Datadog APM tracer supports B3 headers extraction and injection for distributed tracing.
Distributed headers injection and extraction is controlled by configuring injection/extraction styles. Currently two styles are supported:
Datadog
B3
Injection styles can be configured using:
DD_PROPAGATION_STYLE_INJECT=Datadog,B3
The value of the environment variable is a comma separated list of header styles that are enabled for injection. By default only Datadog injection style is enabled.

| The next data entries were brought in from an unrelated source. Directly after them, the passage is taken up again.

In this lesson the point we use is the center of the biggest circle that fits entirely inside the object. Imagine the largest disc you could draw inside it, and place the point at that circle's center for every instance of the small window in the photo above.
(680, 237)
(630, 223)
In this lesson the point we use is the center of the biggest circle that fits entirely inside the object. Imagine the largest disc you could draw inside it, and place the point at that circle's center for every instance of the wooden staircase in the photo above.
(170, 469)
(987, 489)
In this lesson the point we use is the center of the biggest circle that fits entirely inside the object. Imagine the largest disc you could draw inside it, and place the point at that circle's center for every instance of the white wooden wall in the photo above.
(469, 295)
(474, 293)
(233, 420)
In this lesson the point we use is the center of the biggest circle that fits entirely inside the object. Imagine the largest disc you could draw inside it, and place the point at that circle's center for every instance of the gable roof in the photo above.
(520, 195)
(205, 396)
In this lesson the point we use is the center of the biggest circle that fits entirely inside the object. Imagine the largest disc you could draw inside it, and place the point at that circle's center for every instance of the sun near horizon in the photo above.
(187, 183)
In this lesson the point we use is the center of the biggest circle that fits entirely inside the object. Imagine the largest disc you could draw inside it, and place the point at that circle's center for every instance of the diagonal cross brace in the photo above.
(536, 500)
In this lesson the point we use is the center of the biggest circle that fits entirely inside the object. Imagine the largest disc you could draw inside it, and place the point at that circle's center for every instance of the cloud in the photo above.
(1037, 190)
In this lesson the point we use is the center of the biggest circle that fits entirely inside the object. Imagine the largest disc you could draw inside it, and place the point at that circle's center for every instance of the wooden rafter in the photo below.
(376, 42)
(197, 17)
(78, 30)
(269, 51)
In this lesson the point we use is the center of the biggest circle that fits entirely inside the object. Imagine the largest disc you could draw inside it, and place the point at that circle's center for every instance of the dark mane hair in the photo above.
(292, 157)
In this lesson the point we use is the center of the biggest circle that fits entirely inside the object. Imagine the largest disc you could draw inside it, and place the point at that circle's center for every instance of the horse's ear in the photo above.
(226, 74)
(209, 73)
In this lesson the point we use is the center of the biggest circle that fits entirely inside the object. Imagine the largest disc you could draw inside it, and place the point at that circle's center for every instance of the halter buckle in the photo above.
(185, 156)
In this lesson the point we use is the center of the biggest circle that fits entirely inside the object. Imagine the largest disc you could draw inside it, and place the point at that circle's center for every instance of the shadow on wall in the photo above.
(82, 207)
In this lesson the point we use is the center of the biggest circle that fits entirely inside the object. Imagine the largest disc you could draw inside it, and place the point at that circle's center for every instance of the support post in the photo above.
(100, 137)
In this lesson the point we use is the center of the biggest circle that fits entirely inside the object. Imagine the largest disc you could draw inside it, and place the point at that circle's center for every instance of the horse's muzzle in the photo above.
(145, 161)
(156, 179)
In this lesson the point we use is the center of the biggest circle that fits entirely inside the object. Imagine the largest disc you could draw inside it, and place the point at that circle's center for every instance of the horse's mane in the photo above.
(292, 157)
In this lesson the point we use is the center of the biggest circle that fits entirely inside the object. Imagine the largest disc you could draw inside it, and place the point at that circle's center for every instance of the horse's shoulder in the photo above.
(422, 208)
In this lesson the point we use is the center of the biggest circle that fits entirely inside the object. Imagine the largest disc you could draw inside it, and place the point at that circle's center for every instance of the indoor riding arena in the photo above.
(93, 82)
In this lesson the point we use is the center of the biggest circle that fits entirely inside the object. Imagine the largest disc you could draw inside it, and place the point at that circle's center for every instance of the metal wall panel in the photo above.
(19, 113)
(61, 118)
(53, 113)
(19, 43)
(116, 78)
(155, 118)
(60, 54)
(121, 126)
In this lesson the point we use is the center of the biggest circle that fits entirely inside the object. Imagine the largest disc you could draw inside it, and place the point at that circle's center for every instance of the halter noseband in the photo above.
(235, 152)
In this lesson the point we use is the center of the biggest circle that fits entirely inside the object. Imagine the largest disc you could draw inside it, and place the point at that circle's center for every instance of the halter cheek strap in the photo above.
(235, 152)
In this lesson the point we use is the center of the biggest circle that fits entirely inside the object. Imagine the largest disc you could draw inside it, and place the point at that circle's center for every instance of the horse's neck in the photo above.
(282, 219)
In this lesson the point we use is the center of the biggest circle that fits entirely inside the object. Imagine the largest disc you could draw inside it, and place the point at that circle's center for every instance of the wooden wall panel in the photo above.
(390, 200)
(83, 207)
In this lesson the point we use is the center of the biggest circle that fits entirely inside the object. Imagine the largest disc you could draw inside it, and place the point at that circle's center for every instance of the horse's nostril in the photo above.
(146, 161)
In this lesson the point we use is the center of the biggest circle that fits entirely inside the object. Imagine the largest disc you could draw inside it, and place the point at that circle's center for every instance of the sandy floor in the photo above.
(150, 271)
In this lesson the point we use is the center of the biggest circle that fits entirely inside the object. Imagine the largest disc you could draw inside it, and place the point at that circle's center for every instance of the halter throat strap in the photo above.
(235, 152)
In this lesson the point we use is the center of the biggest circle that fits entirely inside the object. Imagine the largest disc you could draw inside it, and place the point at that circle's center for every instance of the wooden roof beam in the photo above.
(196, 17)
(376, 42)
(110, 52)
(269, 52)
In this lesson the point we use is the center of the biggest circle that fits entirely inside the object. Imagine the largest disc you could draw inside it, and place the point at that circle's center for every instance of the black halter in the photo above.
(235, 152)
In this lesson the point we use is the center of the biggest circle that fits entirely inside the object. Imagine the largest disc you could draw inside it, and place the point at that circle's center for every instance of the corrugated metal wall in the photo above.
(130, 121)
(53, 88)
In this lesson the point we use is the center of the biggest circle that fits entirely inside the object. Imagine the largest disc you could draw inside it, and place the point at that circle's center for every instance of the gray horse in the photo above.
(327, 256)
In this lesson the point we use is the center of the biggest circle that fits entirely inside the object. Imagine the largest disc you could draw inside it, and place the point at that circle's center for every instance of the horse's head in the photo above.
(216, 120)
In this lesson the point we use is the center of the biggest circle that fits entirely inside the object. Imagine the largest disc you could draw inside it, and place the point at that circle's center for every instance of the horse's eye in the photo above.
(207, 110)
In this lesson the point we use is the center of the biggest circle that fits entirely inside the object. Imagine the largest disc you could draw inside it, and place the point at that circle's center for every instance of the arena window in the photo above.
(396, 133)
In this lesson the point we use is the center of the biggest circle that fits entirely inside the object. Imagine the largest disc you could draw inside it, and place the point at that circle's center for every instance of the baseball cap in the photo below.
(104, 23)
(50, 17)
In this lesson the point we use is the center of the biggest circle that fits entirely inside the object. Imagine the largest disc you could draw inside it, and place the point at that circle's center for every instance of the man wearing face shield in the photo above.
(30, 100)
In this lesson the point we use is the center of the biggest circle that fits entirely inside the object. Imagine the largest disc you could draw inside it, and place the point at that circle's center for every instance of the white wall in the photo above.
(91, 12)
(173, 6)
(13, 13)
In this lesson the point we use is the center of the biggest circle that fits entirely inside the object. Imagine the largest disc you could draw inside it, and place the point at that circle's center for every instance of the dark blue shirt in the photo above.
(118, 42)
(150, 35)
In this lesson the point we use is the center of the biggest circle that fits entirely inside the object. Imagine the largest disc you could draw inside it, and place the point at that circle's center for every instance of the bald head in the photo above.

Extraction styles can be configured using:
DD_PROPAGATION_STYLE_EXTRACT=Datadog,B3
The value of the environment variable is a comma separated list of header styles that are enabled for extraction. By default only Datadog extraction style is enabled.
If multiple extraction styles are enabled extraction attempt is done on the order those styles are configured and first successful extracted value is used.
Traces can be excluded based on their resource name, to remove synthetic traffic such as health checks from reporting traces to Datadog. This and other security and fine-tuning configurations can be found on the Security page.